Após semanas de estranhamento entre o Vaticano e o governo dos EUA, o presidente Donald Trump passou a direcionar ataques diretos ao papa Leão 14, num episódio que remete à tensão de uma década atrás entre a Casa Branca e a Santa Sé durante o primeiro governo do republicano e o papado de Francisco.
No domingo (12/04), Trump chamou Leão de “fraco” e “terrível” e disse que não quer um “papa que critica o presidente dos EUA”.
“Não tenho medo do governo Trump”, reagiu, por sua vez, o papa Leão 14 nesta segunda-feira (13/04).
Esse foi o ataque mais explícito de Trump ao papa desde que o americano Robert Prevost foi eleito papa, em maio do ano 2025.
Na raiz dos ataques de Trump aparentemente estão as críticas do pontífice à guerra no Irã, iniciada pelos EUA e Israel.
Em 29 de março, durante a missa do Domingo de Ramos, Leão 14 afirmou, sem mencionar nomes, que condenava o uso do cristianismo como justificativa para a guerra contra o regime islâmico, como fizeram alguns membros do governo liderado por Donald Trump e muitos de seus apoiadores mais fervorosos.
“Este é o nosso Deus: Jesus, rei da paz, que rejeita a guerra, a quem ninguém pode usar para justificar a guerra… [Deus] não ouve as orações daqueles que fazem guerra, mas as rejeita, ao dizer que ‘mesmo que multipliquem as suas orações, eu não as ouvirei: as suas mãos estão cheias de sangue'”, declarou durante o sermão.
No último sábado, ele se referiu mais diretamente à guerra deflagrada por EUA e Israel no Irã, denunciando o “horror e a desumanidade” e implorando aos líderes que buscassem a diplomacia.

“Basta de idolatria, do ego e do dinheiro”, disse o pontífice. “Basta de demonstração de poder; basta de guerra.” Esse parece ter sido o comentário que provocou o mais recente ataque de Trump em sua rede social Truth Social.
Papa “liberal demais”, diz Trump
O republicano escreveu que Leão 14 era “fraco com a criminalidade e terrível para a política externa”, e insinuou que ele teria sido eleito o primeiro papa americano unicamente para lidar com Trump.
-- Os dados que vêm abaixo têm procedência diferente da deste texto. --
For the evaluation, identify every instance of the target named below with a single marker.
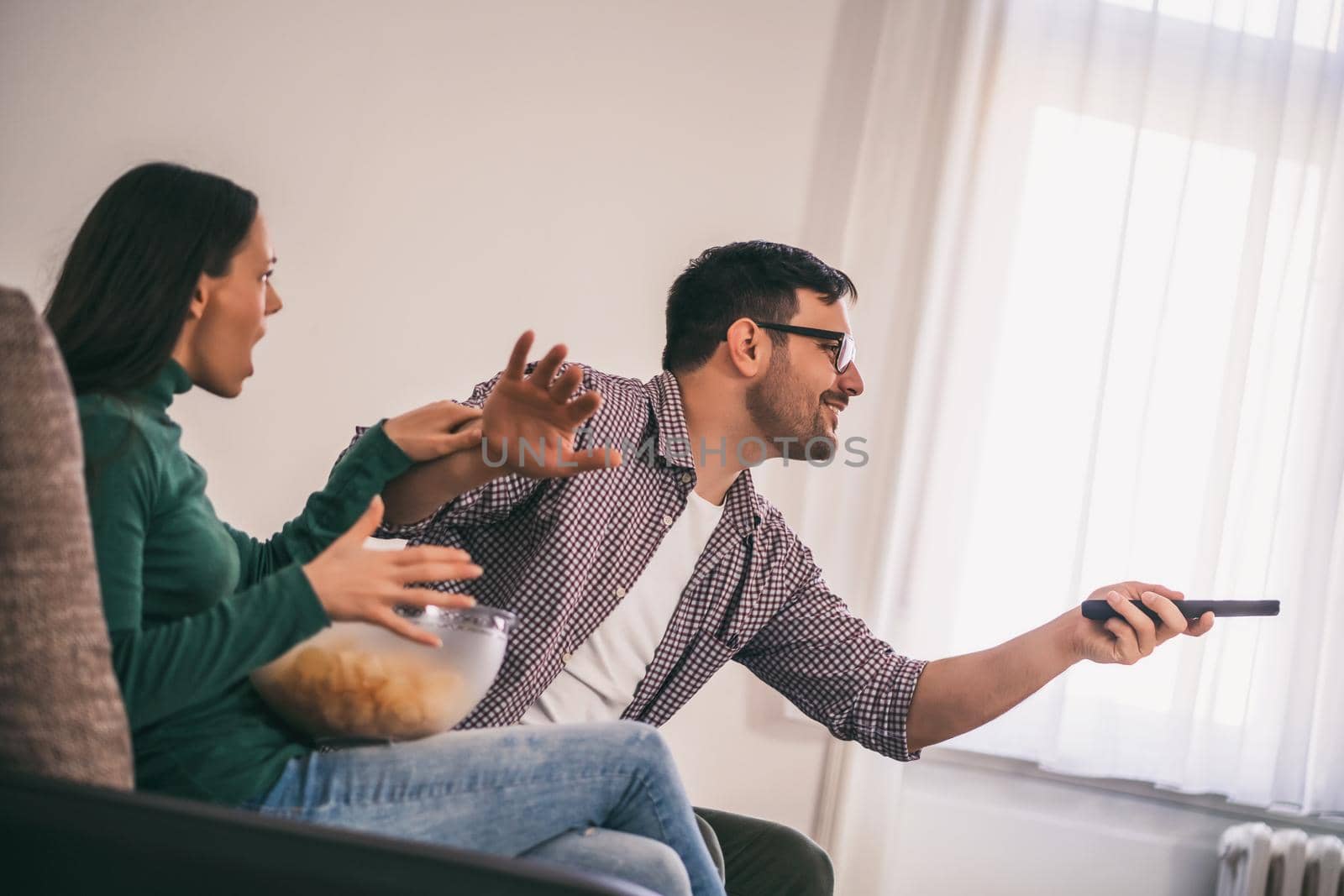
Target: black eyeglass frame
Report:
(844, 342)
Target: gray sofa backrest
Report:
(60, 711)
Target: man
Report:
(636, 584)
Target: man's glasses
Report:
(844, 348)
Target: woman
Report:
(167, 288)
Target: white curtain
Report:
(1101, 249)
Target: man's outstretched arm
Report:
(960, 694)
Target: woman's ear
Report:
(197, 309)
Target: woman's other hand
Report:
(355, 584)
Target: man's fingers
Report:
(1144, 629)
(1173, 620)
(544, 369)
(1200, 626)
(1126, 647)
(367, 521)
(593, 459)
(430, 553)
(517, 358)
(582, 407)
(1160, 589)
(430, 598)
(407, 574)
(566, 383)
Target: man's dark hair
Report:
(127, 284)
(753, 280)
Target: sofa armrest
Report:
(65, 837)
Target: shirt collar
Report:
(172, 379)
(743, 506)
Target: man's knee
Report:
(766, 857)
(813, 869)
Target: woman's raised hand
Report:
(434, 430)
(355, 584)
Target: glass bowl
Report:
(360, 681)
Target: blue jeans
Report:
(602, 797)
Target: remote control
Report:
(1189, 609)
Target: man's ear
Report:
(748, 347)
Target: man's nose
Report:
(851, 382)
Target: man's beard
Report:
(784, 411)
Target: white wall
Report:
(437, 177)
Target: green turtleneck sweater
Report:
(192, 605)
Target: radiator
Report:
(1258, 862)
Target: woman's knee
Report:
(642, 741)
(645, 862)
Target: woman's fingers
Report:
(454, 443)
(386, 617)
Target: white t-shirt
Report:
(600, 679)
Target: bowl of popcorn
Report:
(360, 681)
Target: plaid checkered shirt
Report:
(561, 553)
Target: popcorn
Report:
(344, 691)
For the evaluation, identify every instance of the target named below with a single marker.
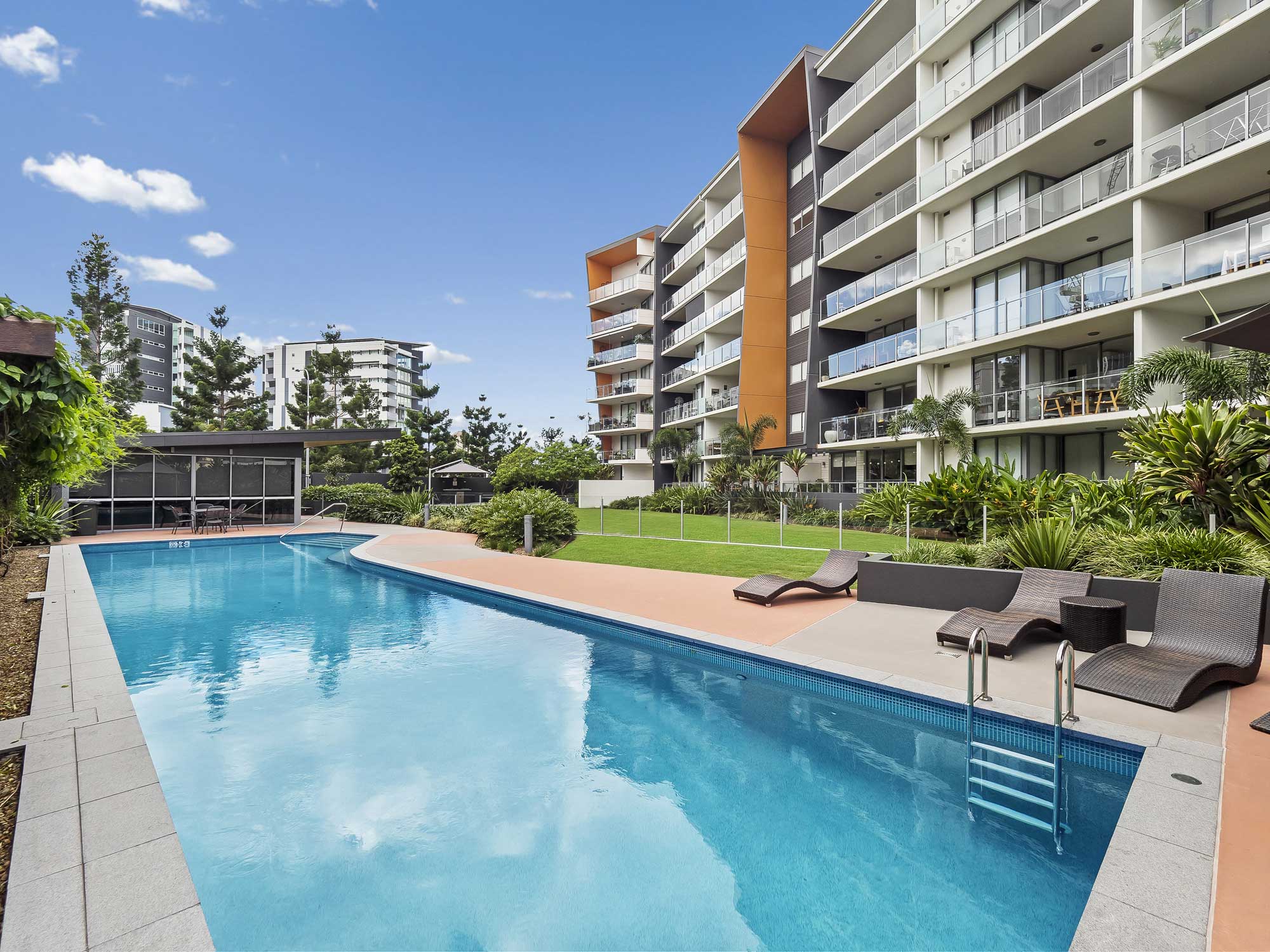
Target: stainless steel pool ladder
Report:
(1022, 767)
(311, 519)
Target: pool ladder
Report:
(1047, 776)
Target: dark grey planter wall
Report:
(953, 588)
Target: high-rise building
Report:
(1020, 200)
(392, 367)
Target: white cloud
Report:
(168, 272)
(211, 244)
(438, 356)
(190, 10)
(93, 181)
(35, 54)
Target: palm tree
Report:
(742, 440)
(942, 420)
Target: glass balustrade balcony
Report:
(1069, 97)
(1034, 25)
(1107, 180)
(1055, 400)
(867, 289)
(879, 73)
(871, 149)
(1221, 128)
(1225, 251)
(871, 219)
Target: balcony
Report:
(702, 407)
(718, 223)
(1038, 22)
(1186, 26)
(868, 152)
(1071, 400)
(622, 359)
(1109, 178)
(622, 392)
(702, 365)
(624, 294)
(881, 282)
(1224, 126)
(620, 322)
(631, 423)
(867, 426)
(1222, 252)
(1067, 98)
(877, 76)
(711, 319)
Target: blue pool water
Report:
(359, 761)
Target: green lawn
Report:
(703, 558)
(713, 529)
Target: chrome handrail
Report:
(308, 520)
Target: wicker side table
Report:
(1093, 624)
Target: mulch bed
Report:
(20, 630)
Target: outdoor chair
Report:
(1033, 610)
(836, 576)
(1208, 630)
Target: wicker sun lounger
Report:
(1208, 630)
(1034, 609)
(838, 574)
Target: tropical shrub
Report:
(500, 524)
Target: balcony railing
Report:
(1187, 25)
(868, 426)
(1069, 97)
(699, 365)
(735, 255)
(1220, 252)
(1053, 400)
(1038, 21)
(871, 149)
(1086, 188)
(892, 60)
(1222, 126)
(632, 282)
(872, 218)
(712, 317)
(703, 406)
(867, 289)
(704, 234)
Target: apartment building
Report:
(167, 345)
(1019, 199)
(392, 367)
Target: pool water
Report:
(358, 761)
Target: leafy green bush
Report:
(500, 524)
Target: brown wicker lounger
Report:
(838, 574)
(1033, 610)
(1208, 630)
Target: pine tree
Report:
(106, 350)
(223, 397)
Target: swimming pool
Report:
(359, 760)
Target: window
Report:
(801, 172)
(803, 220)
(801, 272)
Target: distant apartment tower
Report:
(167, 345)
(1018, 199)
(393, 367)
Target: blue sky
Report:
(421, 171)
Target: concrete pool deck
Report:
(1155, 889)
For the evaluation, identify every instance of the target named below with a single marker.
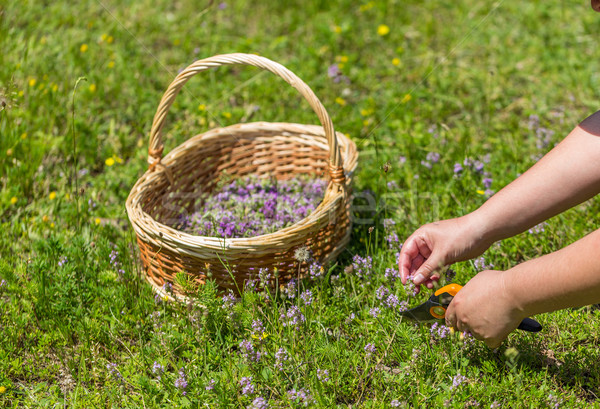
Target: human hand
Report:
(485, 309)
(438, 244)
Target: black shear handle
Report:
(530, 325)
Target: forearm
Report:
(569, 277)
(565, 177)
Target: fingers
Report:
(408, 253)
(425, 273)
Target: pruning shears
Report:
(435, 309)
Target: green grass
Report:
(475, 71)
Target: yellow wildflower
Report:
(368, 6)
(262, 336)
(383, 30)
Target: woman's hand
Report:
(485, 308)
(438, 244)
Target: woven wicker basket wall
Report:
(172, 185)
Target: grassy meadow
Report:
(447, 103)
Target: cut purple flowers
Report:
(251, 207)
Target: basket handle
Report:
(155, 149)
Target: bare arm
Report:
(568, 175)
(493, 303)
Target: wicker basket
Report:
(172, 185)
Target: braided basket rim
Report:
(147, 226)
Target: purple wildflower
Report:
(350, 318)
(248, 352)
(363, 266)
(439, 331)
(315, 270)
(246, 384)
(157, 369)
(281, 356)
(228, 301)
(392, 239)
(538, 228)
(387, 223)
(382, 292)
(290, 289)
(264, 276)
(301, 396)
(113, 371)
(392, 301)
(457, 381)
(257, 329)
(181, 382)
(333, 71)
(168, 288)
(323, 375)
(480, 264)
(392, 273)
(410, 289)
(306, 296)
(251, 207)
(433, 157)
(370, 349)
(293, 318)
(258, 403)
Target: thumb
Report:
(428, 268)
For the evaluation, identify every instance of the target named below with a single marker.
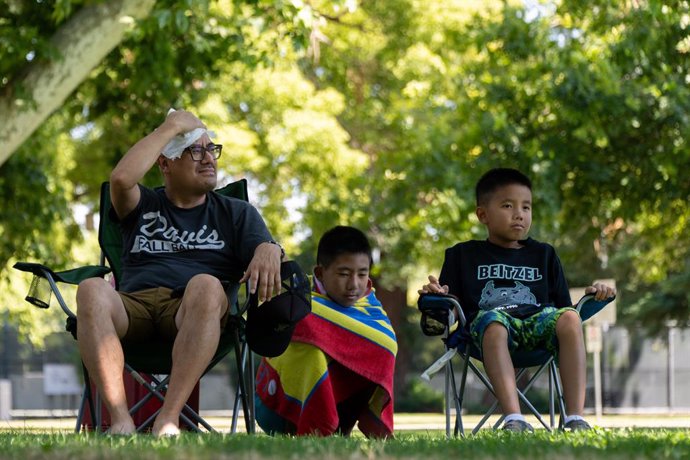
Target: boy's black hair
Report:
(342, 240)
(498, 177)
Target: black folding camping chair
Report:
(148, 363)
(438, 308)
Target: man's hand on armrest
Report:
(263, 271)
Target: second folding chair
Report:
(438, 312)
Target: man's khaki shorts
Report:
(151, 314)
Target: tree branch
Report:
(84, 41)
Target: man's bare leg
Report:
(102, 320)
(198, 322)
(499, 367)
(572, 361)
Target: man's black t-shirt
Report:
(485, 276)
(164, 246)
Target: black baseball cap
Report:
(271, 324)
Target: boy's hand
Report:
(433, 287)
(600, 291)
O presidente também disse que o pontífice não estava “fazendo um bom trabalho” e que “ele é uma pessoa muito liberal” que deveria “parar de ceder à esquerda radical”.
“Não quero um papa que ache que é ok o Irã ter uma arma nuclear. Não quero um papa que pense que é terrível que os EUA ataquem a Venezuela”, disse Trump.
No mesmo dia, Trump publicou na plataforma Truth Social uma imagem de inteligência artificial que que o retrata como uma figura semelhante a Jesus. A publicação gerou críticas até mesmo de membros da direita cristã dos EUA, com alguns afirmando que se tratava de uma blasfémia. Horas depois, a publcação sumiu das contas de Trump.
Papa diz que não quer entrar em debate com Trump
Nesta segunda-feira, durante um voo rumo a Argel, onde dará início a uma viagem de quatro dias pela África, Leão 14 disse que suas declarações não tinham caráter político. “O que eu digo não pretende ser um ataque a ninguém”, esclareceu.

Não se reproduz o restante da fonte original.